After hearing the parties' arguments on this issue, Magistrate Christine Ellis found that Grasser was in need of the rehabilitative treatment offered by the program, and she rejected Grasser's contention that the costs of attending this program would be unreasonable. The magistrate found that Grasser could afford ferry transportation between Craig and Ketchikan. She further found that the directors of the program were willing to schedule their sessions to accommodate Grasser and other defendants who lived outside of Ketchikan. In addition, Magistrate Ellis declared that she would impose no fine on Grasser for any of his four convictions, so that Grasser's money could be devoted to the rehabilitative program.
(The magistrate structured Grasser's judgements so that he could begin the rehabilitative program while he was serving his jail sentence, if the Department of Corrections offered him this opportunity. Otherwise, Grasser was ordered to begin the program upon his release, as a condition of his probation.)
Grasser raises two arguments in this appeal. First, he contends that Magistrate Ellis was clearly erroneous when she concluded that participation in the Ketchikan program would not impose an unreasonable financial burden on Grasser. We reject this contention. Magistrate Ellis explained the basis of her decision in some detail, and she refrained from imposing any fine on Grasser, so that he would be better able to pay the cost of transportation and the other expenses involved. We find no error in the magistrate's resolution of this issue.
Next, Grasser contends that, leaving aside any issue of financial burden, Magistrate Ellis had no authority to order him to participate in the Ketchikan batterers program. Grasser argues that the pertinent provisions of Title 12 of the Alaska Statutes do not give sentencing judges the authority to order a defendant to participate in a rehabilitative program located outside the defendant's place of residence, either as a direct component of his sentence or as a condition of his probation.
Grasser did not make this argument in the district court. Instead, as explained above, Grasser's plea agreement with the State expressly provided that the district court could order Grasser to participate in this program if the court rejected Grasser's contention that participation in the program would put him to an unreasonable expense.
In other words, Grasser's position in this appeal is a repudiation of the position that he took when he negotiated his plea agreement with the State.
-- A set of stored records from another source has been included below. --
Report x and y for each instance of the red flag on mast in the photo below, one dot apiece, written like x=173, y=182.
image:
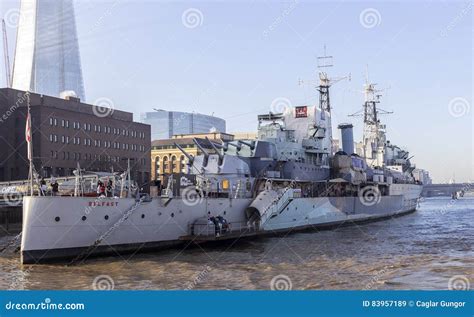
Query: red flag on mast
x=28, y=135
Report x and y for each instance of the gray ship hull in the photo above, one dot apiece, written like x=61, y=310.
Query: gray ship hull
x=57, y=228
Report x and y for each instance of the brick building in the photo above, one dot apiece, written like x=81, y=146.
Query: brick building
x=166, y=158
x=67, y=131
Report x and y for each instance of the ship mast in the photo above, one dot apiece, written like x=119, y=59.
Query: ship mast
x=374, y=133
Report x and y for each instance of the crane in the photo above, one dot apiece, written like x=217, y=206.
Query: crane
x=5, y=55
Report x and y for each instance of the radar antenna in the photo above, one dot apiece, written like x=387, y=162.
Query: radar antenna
x=325, y=82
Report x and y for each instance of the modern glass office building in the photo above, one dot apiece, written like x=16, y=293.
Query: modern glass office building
x=165, y=124
x=47, y=59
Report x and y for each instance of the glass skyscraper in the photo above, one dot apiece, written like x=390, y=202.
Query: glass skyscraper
x=165, y=124
x=47, y=59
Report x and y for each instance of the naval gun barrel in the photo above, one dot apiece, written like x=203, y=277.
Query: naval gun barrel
x=250, y=145
x=190, y=158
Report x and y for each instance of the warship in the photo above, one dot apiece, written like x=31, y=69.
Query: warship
x=290, y=178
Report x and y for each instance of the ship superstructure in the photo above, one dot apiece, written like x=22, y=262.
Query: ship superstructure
x=288, y=179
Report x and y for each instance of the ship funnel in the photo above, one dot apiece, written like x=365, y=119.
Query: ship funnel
x=206, y=155
x=190, y=158
x=236, y=145
x=218, y=152
x=347, y=137
x=251, y=145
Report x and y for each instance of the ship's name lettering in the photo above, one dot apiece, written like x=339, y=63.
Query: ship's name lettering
x=103, y=203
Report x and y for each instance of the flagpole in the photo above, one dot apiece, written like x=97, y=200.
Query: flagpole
x=29, y=140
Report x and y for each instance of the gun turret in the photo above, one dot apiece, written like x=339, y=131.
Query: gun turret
x=236, y=145
x=189, y=157
x=206, y=155
x=250, y=145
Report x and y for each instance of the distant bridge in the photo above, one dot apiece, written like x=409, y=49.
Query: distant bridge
x=446, y=189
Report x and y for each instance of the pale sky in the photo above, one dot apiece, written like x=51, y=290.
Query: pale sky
x=232, y=59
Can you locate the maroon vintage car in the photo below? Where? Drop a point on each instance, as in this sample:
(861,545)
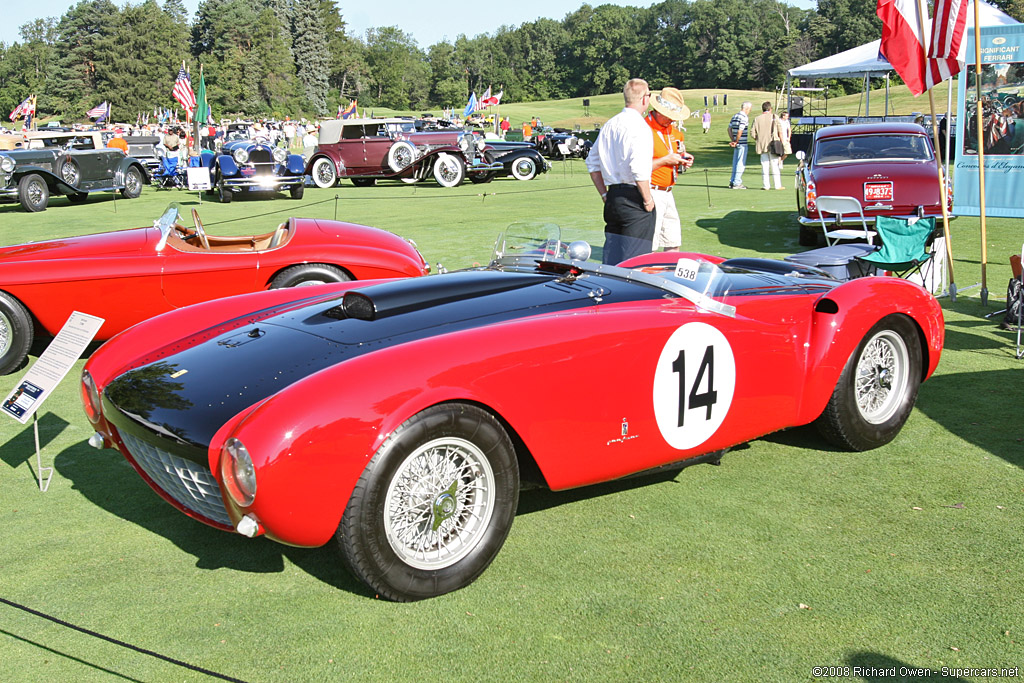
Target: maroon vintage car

An attorney has a duty to deal fairly with judges and opposing counsel. We question whether this duty is met when an attorney expressly agrees to a procedure in the trial court and then, having suffered an adverse ruling, the attorney argues on appeal that this procedure is illegal.
In any event, Grasser's argument was not preserved in the district court, and any error was invited. Because of this, Grasser is estopped from pursuing this argument on appeal.
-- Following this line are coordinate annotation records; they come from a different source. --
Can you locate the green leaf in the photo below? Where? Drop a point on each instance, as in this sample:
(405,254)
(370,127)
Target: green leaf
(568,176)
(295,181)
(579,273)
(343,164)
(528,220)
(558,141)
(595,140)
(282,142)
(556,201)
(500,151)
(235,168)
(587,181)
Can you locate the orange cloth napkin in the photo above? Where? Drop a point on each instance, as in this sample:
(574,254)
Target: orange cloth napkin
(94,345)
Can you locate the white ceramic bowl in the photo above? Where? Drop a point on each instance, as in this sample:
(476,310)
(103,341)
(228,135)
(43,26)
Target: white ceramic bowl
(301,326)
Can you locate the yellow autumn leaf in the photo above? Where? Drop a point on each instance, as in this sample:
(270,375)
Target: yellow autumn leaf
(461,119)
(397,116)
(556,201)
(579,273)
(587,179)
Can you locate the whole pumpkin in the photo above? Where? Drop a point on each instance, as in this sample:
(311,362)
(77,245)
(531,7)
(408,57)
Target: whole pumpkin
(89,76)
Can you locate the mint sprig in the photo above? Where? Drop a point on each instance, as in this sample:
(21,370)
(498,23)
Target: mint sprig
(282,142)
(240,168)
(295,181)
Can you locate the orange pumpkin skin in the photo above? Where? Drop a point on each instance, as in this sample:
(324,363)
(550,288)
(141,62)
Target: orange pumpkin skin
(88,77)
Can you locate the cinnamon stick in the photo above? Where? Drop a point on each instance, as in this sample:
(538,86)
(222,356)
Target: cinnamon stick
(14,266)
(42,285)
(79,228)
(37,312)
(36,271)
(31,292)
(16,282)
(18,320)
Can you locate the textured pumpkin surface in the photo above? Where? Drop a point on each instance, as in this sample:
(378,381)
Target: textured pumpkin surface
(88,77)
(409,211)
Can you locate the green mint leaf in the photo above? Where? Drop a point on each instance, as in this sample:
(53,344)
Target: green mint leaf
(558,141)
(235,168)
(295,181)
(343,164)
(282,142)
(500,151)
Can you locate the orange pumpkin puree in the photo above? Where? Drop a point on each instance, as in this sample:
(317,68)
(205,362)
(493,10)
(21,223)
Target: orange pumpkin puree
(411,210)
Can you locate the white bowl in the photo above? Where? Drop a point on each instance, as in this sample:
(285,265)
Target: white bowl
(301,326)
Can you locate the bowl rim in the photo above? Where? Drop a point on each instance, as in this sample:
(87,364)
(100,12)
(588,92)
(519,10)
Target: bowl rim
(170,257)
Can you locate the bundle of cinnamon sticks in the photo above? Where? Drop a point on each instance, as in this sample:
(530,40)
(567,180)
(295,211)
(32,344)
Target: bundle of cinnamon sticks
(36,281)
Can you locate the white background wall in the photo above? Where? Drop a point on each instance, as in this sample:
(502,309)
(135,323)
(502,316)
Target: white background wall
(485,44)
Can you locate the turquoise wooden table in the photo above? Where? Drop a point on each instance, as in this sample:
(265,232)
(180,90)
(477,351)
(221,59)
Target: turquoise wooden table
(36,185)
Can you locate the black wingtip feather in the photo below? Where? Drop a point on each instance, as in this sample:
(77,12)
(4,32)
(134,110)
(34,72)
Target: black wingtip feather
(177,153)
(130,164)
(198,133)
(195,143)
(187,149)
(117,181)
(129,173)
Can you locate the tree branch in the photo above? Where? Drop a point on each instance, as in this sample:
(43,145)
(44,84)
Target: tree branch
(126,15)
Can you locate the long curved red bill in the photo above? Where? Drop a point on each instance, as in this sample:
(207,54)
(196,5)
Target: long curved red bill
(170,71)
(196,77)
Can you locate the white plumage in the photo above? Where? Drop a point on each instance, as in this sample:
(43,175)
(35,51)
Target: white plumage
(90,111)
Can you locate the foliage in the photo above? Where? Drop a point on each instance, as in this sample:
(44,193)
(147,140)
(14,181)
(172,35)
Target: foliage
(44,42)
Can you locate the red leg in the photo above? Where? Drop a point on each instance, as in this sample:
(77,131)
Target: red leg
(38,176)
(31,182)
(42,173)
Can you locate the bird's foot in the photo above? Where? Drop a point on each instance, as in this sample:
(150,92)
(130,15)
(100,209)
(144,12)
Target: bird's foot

If Grasser now believes that he agreed to an illegal procedure or an illegal sentence when he negotiated his plea bargain with the State, his proper course of action is to ask the district court to allow him to withdraw his pleas ( i.e., rescind the plea bargain). Because Grasser negotiated a plea agreement with the government, and because he was sentenced under the terms of that agreement, Grasser can not now claim the benefit of the portions of the agreement that he likes while, at the same time, mounting an appellate attack on the portions that he does not like.
The judgement of the district court is AFFIRMED.